Schapiro, students discuss structure of socially responsible investment committee
April 28, 2016
University President Morton Schapiro, Chief Investment Officer Will McLean and 20 divestment advocates met Thursday to discuss the charter for a socially responsible investment committee, which they will present to the Board of Trustees and its Investment Committee in June.
During the meeting, Schapiro and the students decided that the charter will detail the ways the committee will mediate between the Board, the Investment Committee and the different divestment movements. The students and Schapiro agreed that the charter should be finalized by June in time for the Investment Committee’s next meeting. This way, Schapiro said, the committee can begin to work with the Board during Fall Quarter.
“We have a rare opportunity to have a permanent, positive impact on Northwestern University and I want to do whatever we can to not squander that opportunity,” Schapiro said during the meeting.
Students of the divestment campaigns — Fossil Free Northwestern, Northwestern Divest and Unshackle NU — said they would have the charter’s first draft by May 5.
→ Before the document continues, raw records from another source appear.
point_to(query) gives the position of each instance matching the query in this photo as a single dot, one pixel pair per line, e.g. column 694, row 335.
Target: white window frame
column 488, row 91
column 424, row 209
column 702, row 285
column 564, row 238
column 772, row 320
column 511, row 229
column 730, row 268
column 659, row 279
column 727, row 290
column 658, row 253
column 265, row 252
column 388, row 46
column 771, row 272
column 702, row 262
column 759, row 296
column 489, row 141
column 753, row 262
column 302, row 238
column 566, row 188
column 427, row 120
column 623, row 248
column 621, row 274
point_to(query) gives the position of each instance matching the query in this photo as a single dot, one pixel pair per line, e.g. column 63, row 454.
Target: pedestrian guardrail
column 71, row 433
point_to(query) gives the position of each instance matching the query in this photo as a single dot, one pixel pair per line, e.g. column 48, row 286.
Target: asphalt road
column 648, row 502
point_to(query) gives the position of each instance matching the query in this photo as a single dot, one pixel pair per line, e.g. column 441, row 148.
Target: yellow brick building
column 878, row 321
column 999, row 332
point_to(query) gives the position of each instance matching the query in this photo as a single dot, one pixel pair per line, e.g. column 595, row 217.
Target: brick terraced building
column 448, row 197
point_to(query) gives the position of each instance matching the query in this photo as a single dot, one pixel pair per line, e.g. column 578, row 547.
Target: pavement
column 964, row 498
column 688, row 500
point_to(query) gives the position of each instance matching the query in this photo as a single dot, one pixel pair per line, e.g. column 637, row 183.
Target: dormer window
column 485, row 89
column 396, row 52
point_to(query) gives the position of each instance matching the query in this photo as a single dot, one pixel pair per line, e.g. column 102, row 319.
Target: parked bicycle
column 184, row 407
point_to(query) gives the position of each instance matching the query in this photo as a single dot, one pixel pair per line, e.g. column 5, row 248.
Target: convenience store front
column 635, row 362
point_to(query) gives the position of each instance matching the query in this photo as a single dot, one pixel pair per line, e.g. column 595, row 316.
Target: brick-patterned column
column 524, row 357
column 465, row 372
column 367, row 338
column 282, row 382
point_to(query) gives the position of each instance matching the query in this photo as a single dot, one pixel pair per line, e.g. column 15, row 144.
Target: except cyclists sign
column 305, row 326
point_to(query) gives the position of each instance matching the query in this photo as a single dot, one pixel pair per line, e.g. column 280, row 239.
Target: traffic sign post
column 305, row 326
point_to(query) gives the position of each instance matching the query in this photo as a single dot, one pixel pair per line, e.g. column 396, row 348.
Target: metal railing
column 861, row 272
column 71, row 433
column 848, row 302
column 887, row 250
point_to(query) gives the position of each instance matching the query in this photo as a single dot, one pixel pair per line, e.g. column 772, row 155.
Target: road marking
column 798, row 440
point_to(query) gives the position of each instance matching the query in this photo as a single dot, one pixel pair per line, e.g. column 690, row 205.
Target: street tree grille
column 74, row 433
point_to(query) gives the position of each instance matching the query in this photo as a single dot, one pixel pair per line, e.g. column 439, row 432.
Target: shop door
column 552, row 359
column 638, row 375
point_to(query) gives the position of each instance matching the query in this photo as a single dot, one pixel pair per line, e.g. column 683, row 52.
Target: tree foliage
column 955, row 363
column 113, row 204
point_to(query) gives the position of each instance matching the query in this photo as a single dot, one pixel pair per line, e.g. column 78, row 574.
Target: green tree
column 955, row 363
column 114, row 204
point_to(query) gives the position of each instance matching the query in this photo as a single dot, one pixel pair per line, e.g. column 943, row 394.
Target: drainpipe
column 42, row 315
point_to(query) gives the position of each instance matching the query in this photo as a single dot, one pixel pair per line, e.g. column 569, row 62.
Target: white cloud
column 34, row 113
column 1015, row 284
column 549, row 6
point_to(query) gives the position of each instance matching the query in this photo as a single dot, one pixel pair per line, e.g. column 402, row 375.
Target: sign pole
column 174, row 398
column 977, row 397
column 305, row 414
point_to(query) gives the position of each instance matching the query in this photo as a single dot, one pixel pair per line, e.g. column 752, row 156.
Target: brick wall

NUDivest wants the University to divest from corporations its members say violate Palestinian human rights, Fossil Free NU from fossil fuel-related companies and Unshackle NU from companies they say support the prison-industrial complex.
All three divestment campaigns advocated for the creation of the socially responsible investment campaign, which Schapiro and McLean officially announced in a March email to members of Associated Student Government and supporters of the different divestment campaigns.
With the committee of about 10 to 15 students, faculty and alumni, divestment leaders hope students will be able to make recommendations that have an effect on the Board’s investment decisions, Scott Brown, Fossil Free NU’s campaign coordinator, told The Daily.
SESP junior and ASG president Christina Cilento, a Fossil Free NU member, told The Daily that students should be allowed to elect the representatives by referendum instead of the representatives being elected in ASG’s Senate meeting.
“Given the fact that our movements are working for the liberation of people who are marginalized … I think it would be much more representative for it to be a referendum if it’s something of this weight and importance,” Cilento told The Daily.
Brown, a Medill junior and former Daily staffer, said during the meeting that one of the biggest roadblocks similar committees on other college campuses face is the lack of access to their schools’ boards. He said he wanted to prevent the committee from only having “recommending power,” meaning the committee could make suggestions to the Board, but the Board would not need to follow them.
Schapiro said he does not want students to feel disengaged from the Board’s interactions with the committee and instead would like for the Board to share feedback with the committee so the campaigns can redraft their proposals to be more effective if they were to be rejected.
Schapiro also emphasized his noninvolvement with the Board’s investment decisions. In reference to a protest held outside his house earlier this month, he said students could continue to direct protests at University administrators, but these actions have no impact on how the University invests.
“The legal responsibility of investment does not lie on the President or the Vice President of Investment — it lies on the Board,” Schapiro said. “They can ignore anybody they want.”
Although Schapiro vocally disagreed with some of the student’s points during the meeting, Cilento told The Daily she was surprised to see how supportive he was of the committee overall.
“I’m eager to see him put that support into action and know that he’s going to advocate for the things that we said today and the things that he agreed with,” she said.